This article was based on the 2016 TED Talk, “How to Raise Successful Kids -- Without Over-Parenting,” by Julie Lythcott-Haims:
|How to raise successful kids -- without over-parenting | Julie Lythcott-Haims|
Parents spend a great deal of time worrying about being involved enough in the lives of their children. Being there for a child is important but being too involved can be detrimental. Some people feel kids can't be successful unless parents are protecting and preventing at every turn, micromanaging every moment to steer their kids toward the right colleges and careers.
A Check-Listed Childhood
When we raise kids this way, they end up leading a kind of check-listed childhood. We keep them safe and healthy, and we want to be sure they have everything they need to be successful in life. It’s not just about the grades and the scores, but also the accolades and the awards. We tell our kids that colleges want to see success, initiative, and that you care about others.
With so much emphasis on this ideal of success, there’s little concern for what it feels like to be a kid in this check-listed childhood. There's no time for free play because everything is structured and must be enriching. We say we just want them to be happy, but when they come home from school, what we ask about all too often is their homework and their grades. They see in our faces that our approval, that our love, that their very worth, is based on their grades and performance.
Heading Towards Burnout
These kids, regardless of where they end up at the end of high school, they're breathless, brittle, and a little burned out. They're a little old before their time, wishing the grown-ups in their lives had said, "What you've done is enough, this effort you've put forth in childhood is enough." Now they're withering under high rates of anxiety and depression, and some of them are wondering if life will ever turn out to have been worth it.
Love and Chores
As parents, we seem to think they will have no future if they don't get into the colleges or careers we have in mind for them. Or is it that maybe, we're just afraid they won't have a future we can brag about to our friends.
If you look at what we've done, you’ll see that this overprotection and excessive hand-holding deprives our kids of the chance to build self-efficacy. This is a fundamental tenet of the human psyche; far more important than the self-esteem they get every time we applaud. Self-efficacy is built when one sees that one's own actions lead to outcomes.

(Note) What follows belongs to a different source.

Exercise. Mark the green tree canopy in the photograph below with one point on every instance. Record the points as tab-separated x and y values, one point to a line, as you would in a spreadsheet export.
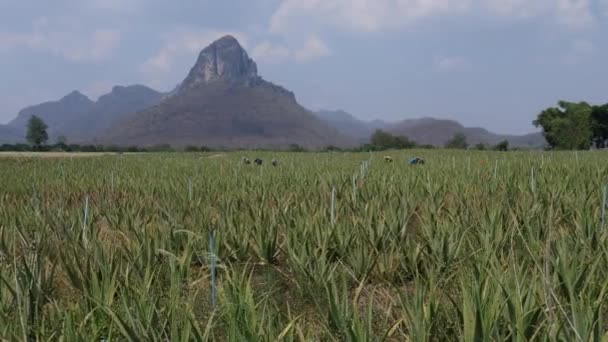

If children are to develop self-efficacy, and they must, then they have to do more of the thinking, planning, deciding, hoping, coping, trial and error, dreaming, and experiencing life for themselves. Parents need to be less focused on colleges and careers and far more concerned that kids have the habits, mindset, and skills to be successful wherever they go. Kids need parents to provide a foundation for success built on things like love and chores.
Focus on Happiness
Instead of being obsessed with grades and scores, we need to close our technology, put away our phones, and show children the joy that fills our faces when we see them after they’ve been at school all day. Then we have to say, "How was your day? What did you like about today?" They need to know they matter to us as humans, not because of their GPA.
Contrary to what the college rankings racket would have us believe, you don't have to go to one of the biggest brand name schools to be happy and successful in life. Happy and successful people have gone to state schools, small colleges no one has heard of, community colleges, and some have even flunked out.
Finding Their Own Selves
Maybe if we remove our own egos from the equation, we could accept and embrace the truth that it is hardly the end of the world if our kids don't go to big brand-name schools. More importantly, if their childhood has not been lived according to a tyrannical checklist, then when they get to college, whichever one it is, they'll have gone there on their own volition, fueled by their own desire, capable and ready to thrive there.
As parents, it is our job to provide a nourishing environment, to strengthen children through chores and to love them so they can love others and receive love. The college, the major, the career, that's up to them. Our goal should not be to make them become what we would have them become but to support them in becoming their own glorious selves.